Подошел Демпсей с хлыстом из медной проволоки в руке. Взмахнул – и в воздухе прозвучал тонкий свист. Рафаэл упал на колени, протянул к Барросу дрожащие руки.
– Я скажу… Скажу все, что вы хотите…
Он почувствовал, как глаза Карлоса и Зе-Педро обратились к нему; услышал, как молодой португалец Рамиро воскликнул:
– Предатель!
Полицейский тотчас же дал ему пощечину.
– Заткни глотку, португалишка!..
Баррос посмотрел на Зе-Педро и Карлоса и улыбнулся.
– Итак, начинается. Вы все заговорите, один за другим… – Он приказал Рафаэлу: – Одевайтесь и идемте со мной. Но не вздумайте обманывать, иначе снова очутитесь здесь. – Пальцем указал полицейским на арестантов у стены – на Маскареньяса и Ра-миро. – Займитесь этими…
Доктор Понтес, увидев, что Баррос собирается выйти с Рафаэлом, подошел к нему.
– Сеньор Баррос… мою порцию…
– Рано, доктор. Вам еще на сегодня предстоит работа. Когда кончим, дам, сколько захотите.

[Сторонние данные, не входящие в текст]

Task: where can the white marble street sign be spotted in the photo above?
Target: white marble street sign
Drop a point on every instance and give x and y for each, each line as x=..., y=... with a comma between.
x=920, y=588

Худое, как скелет, тело доктора содрогнулось. Он опять провел рукою под носом, потянул ноздрями. Цвет кожи у него был нездоровый, плечи ввалившиеся, глазные орбиты черные и глубокие, и в них – безумные глаза кокаиниста.
8
Выходя из кабинета начальника полиции, Баррос неодобрительно покачал головой. Он совершенно открыто высказал начальнику свое мнение об этом приказе: абсурд! Сисеро д'Алмейда был явно скомпрометирован: Эйтор Магальяэнс сообщил, как он ходил за деньгами на квартиру к писателю, как они вместе принимали участие в заседаниях партийного руководства. Что же касается улик, они будут возникать постепенно, по мере того как арестованные начнут давать показания. Правда, до сегодняшнего дня – пятого с начала арестов – заговорил пока только старик и то не сообщил ничего особенного. На основании данных, полученных от него, удалось арестовать еще несколько человек в Санто-Андре и окончательно ликвидировать там забастовочную агитацию. Но этот Рафаэл – вечно больной и не проявлявший особой активности – использовался почти исключительно как казначей ячейки МОПР. Его признание давало возможность осудить Маскареньяса на длительный срок тюремного заключения, но оно не принесло никаких новых данных, которые можно было использовать для ликвидации партийной организации в Сан-Пауло. Для этого необходимо было захватить Руйво и Жоана и таким образом обезглавить районный комитет. И вот, когда он, Баррос, всячески старался заставить арестованных заговорить начальник полиции отдает приказ об освобождении Сисеро д'Ал-мейды… Конечно, это абсурд!